Unfortunately for Ballyturk, a visitor of sorts arrives who has one of the longest and singularly most boring monologues in the history of theater.  While that is an exaggeration for sure, the comment is much funnier than anything in Ballyturk.  The surprise last minute ending was at least interesting; inviting an opportunity to consider what this crap was all about – even if by this point, you could care less.

www.stannswarehouse.org

Farinelli and the King

When Mark Rylance comes to town, I get tickets.  I’ve seen most of his performances in New York starting with his Tony winning turn in the farce Boeing Boeing as a bumbling deadpan clueless best friend from Wisconsin.  He was screamingly hilarious.  Then came another Tony for Jerusalem as a drunken-party-man living in a trailer in the woods and taking on the world in a colossus of a performance, one of my favorites ever.  Add in Broadway turns in La Bete, Twelfth Night (as Olivia) and the title role in Richard III plus Nice Fish at St. Ann’s Warehouse – so yes, I’m a huge fan.

Understandable then to be excited that he is back on stage here in Farinelli and the King playing the Spanish mad King Philippe V.  The play was written by his wife, Claire Van Kampen.  The stage is set as a grand presentation of a courtly theater with some audience members seated onstage and lit by candlelight as in “back in the day.”  So disappointing then to sit through a play in which nothing really happens other than some musings from a mad king, an underdeveloped story about his wife and a countertenor who sings arias beautifully (and arguably too often).  The singing and the jarringly odd contemporary language occasionally scattered throughout did not hide the lack of substance.

Despite the rousing standing ovation from the audience in the performance I attended, the entire evening is frankly dull and unfortunately pointless.  Was this about music as a healing force?  Art and fame?  Being a King is a bummer?  Castrated singers are hot?  Some combination of all that?  As there was no story arc to latch onto perhaps due to thin relationships between the characters, it was hard to tell.  This seems to me, therefore, to be an exercise in watching Mr.
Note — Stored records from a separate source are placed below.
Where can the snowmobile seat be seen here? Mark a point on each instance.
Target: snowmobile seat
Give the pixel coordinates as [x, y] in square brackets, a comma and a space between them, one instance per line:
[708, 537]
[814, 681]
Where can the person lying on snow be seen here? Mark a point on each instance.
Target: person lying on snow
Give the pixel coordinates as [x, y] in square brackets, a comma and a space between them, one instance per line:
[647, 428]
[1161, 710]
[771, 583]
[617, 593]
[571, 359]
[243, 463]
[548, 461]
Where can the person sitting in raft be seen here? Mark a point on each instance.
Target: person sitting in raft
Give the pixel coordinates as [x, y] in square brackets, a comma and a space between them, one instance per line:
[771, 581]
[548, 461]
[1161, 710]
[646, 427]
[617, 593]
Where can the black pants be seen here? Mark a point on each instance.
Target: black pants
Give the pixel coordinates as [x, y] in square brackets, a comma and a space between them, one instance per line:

Rylance act.  He opens the play with a fishing pole in one hand and a goldfish bowl in the other.  Mad, I tell you, mad.  Farinelli and the King was a waste of time, sad to say.

www.farinelliandthekingbroadway.com

The Dead, 1904 (Irish Repertory Theater)

Heaps of praise have been lavished on this short story by James Joyce written as the final piece in his 1914 collection, Dubliners.  Last year, Irish Rep adapted The Dead into an immersive theater piece.  The play is performed at the American Irish Historical Society in their sumptuous Fifth Avenue digs across the street from the Metropolitan Museum of Art.  Audience members arrive at once was a private mansion to join the partygoers for a bit of music, conversation and then dinner in the dining room.  Seemed like a fun idea to join an Irish clan in the early 1900s for a home holiday reception the week before Christmas.
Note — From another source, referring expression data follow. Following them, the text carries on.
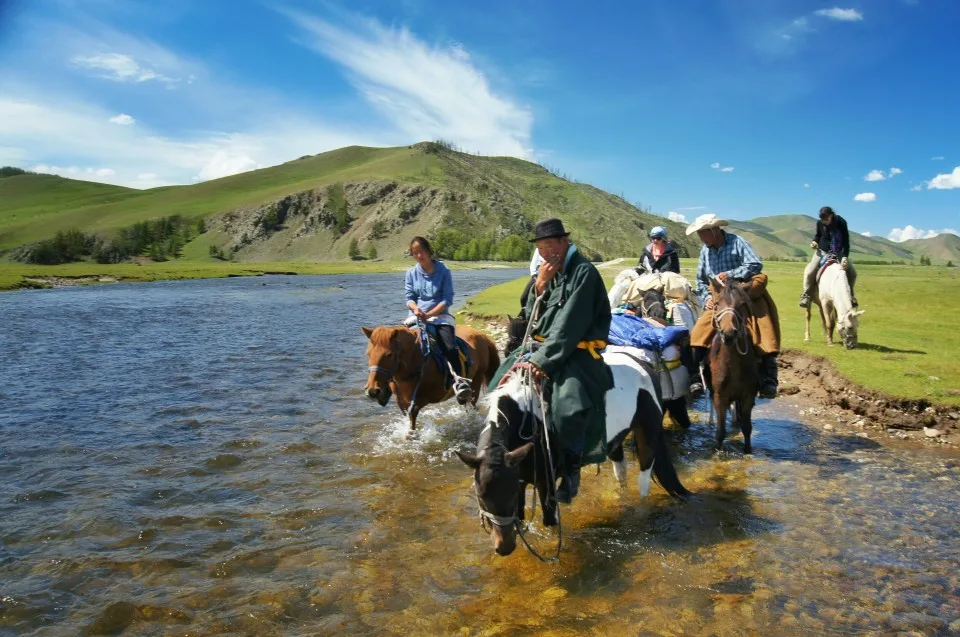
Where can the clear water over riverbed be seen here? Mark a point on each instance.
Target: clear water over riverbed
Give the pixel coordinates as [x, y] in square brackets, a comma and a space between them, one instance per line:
[197, 457]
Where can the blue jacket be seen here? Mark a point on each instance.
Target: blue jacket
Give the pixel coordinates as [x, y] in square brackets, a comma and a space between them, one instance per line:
[429, 290]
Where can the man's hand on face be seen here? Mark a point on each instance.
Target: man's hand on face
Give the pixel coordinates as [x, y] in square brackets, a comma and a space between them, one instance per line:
[547, 271]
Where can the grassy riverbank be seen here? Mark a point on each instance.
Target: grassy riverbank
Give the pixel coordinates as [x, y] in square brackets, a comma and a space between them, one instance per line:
[912, 316]
[18, 276]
First, the dinner option.  Regular tickets were $150 with some wine, whiskey and port served along the way.  About a dozen of us were in this category.  While you sit a little away from the action (when you are not standing, which is a lot of the time), there was no problem seeing the play.  For $300, dinner is included and you sit around the center table facing the action.  At the $1,000 level, you are at the center table amongst the actors.  The meal looked perfectly adequate, if rushed.  Not much else happens.

A few characters are late, one may or may not be drunk when he gets there. Thankfully he arrives a little tipsy.  Many sing, some dance.  Minor flirtations.  A hint of political differences.  After dinner, the audience is escorted to one of the visiting couples bed chambers to hear about Gretta’s lost love (Melissa Gilbert, Little House on the Prairie).  What follows is a brooding meditation from Gabriel (Rufus Collins) after she falls asleep.  Interior monologues may work on the page but not here.  The scene drags an already slow evening into immersive boredom.  While there are certainly worse holiday offerings in New York right now, this is a fairly expensive and  skippable option.